OFFSET
0,1
COMMENTS
For the original Melham conjecture on sums of odd powers of even-indexed Fibonacci numbers see the references given in A217475. See especially the Wang and Zhang reference given there.
An analog conjecture stated for Chebyshev's S polynomials (see A049310) is product(tau(j,x),j=0..m)*sum(((-1)^k)*(S(2*k-1,x)/x)^(2*m+1),k=0..n)/(P(n,x^2)^2) = H(m,n,x^2), with P(n,x^2) := (1 - (-1)^n*S(2*n,x))/x^2 and certain integer polynomials H with degree (2*m-1)*n + binomial(m-1,2) in x^2. The coefficients of powers of x^2 of the monic integer polynomials tau(n,x):= 2*T(2*n+1,x/2)/x, with Chebyshev's T polynomials, are given by the signed A111125 triangle (see a comment there from Oct 23 2012).

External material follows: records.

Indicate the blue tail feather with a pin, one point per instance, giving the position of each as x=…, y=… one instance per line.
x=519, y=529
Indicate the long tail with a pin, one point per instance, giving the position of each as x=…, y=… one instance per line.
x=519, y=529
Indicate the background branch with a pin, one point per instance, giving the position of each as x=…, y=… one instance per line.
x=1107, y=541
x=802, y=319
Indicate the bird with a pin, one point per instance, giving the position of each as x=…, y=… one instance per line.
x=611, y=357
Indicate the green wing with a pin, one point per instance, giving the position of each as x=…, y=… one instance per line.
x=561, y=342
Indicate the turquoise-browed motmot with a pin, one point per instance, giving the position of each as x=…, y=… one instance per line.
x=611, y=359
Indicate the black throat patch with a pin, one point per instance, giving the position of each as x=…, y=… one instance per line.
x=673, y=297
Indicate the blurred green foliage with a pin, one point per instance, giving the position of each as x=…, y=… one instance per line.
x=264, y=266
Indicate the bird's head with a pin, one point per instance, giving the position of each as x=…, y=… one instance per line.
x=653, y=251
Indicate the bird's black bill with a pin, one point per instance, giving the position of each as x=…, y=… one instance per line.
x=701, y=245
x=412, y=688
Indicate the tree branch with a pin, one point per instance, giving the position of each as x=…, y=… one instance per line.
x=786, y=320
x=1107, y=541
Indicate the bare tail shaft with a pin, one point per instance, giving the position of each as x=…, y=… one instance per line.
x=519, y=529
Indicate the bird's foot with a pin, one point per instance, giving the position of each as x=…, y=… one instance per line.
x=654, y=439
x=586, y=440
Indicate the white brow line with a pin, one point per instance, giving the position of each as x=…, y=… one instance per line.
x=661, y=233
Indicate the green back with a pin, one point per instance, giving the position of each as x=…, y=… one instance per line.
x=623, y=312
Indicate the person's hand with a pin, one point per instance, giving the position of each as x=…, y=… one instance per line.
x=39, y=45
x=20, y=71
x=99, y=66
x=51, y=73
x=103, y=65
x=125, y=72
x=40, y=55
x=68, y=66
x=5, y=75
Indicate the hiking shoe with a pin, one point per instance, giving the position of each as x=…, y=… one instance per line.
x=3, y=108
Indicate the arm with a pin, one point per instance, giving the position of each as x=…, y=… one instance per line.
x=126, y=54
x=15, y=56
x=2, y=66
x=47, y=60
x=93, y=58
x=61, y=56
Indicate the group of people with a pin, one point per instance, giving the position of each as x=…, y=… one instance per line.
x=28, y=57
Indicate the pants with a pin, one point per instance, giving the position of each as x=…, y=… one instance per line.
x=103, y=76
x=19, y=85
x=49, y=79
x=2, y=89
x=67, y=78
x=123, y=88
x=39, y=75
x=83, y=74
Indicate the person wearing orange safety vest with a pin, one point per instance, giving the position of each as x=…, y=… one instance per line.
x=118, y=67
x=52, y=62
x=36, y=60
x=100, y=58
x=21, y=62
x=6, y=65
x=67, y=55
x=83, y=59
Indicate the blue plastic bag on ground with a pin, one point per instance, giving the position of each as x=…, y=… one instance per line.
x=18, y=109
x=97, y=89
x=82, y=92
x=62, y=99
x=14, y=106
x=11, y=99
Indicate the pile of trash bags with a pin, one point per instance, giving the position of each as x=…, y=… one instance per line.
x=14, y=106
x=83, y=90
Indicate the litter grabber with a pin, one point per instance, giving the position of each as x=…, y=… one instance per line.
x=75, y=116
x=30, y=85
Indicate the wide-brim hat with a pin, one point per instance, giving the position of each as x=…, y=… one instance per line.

The coefficients of the powers of x^(2*j) of the polynomials P(n,x^2) are found in (-1)^(n-1)*A109954(n-1,j).
Here the conjecture is considered for m=1 (third powers): H(1,n,x^2) = sum(a(n,p)*x^(2*p),p=0..n), n >= 1. It is conjectured that in fact H(1,n,x^2) = 2 + (-1)^n*S(2*n,x). This has been checked by Maple for n=1..100. Therefore we have added a(0,0) = 3 (in the conjecture above this would be the undetermined 0/0).
The original Melham conjecture for m=1 (third powers), appears by putting x = i (the imaginary unit): 1*4*sum(F(2*k)^3)/(1-F(2*n+1))^2 = sum(a(n,p)*(-1)^p) = 2 + F(2*n+1) (the unsigned row sums of the present triangle). This m=1 identity is, of course, proved.
The row sums of this triangle are given by 2 + (-1)^n*S(2*n,1) = 2 + (-1)^n*((2/sqrt(3))*sin((2*n+1)*Pi/3)) producing the period 6 sequence periodic (3, 2, 1, 1, 2, 3).
LINKS
R. S. Melham, Some conjectures concerning sums of odd powers of Fibonacci and Lucas numbers, The Fibonacci Quart. 46/47 (2008/2009), no. 4, 312-315.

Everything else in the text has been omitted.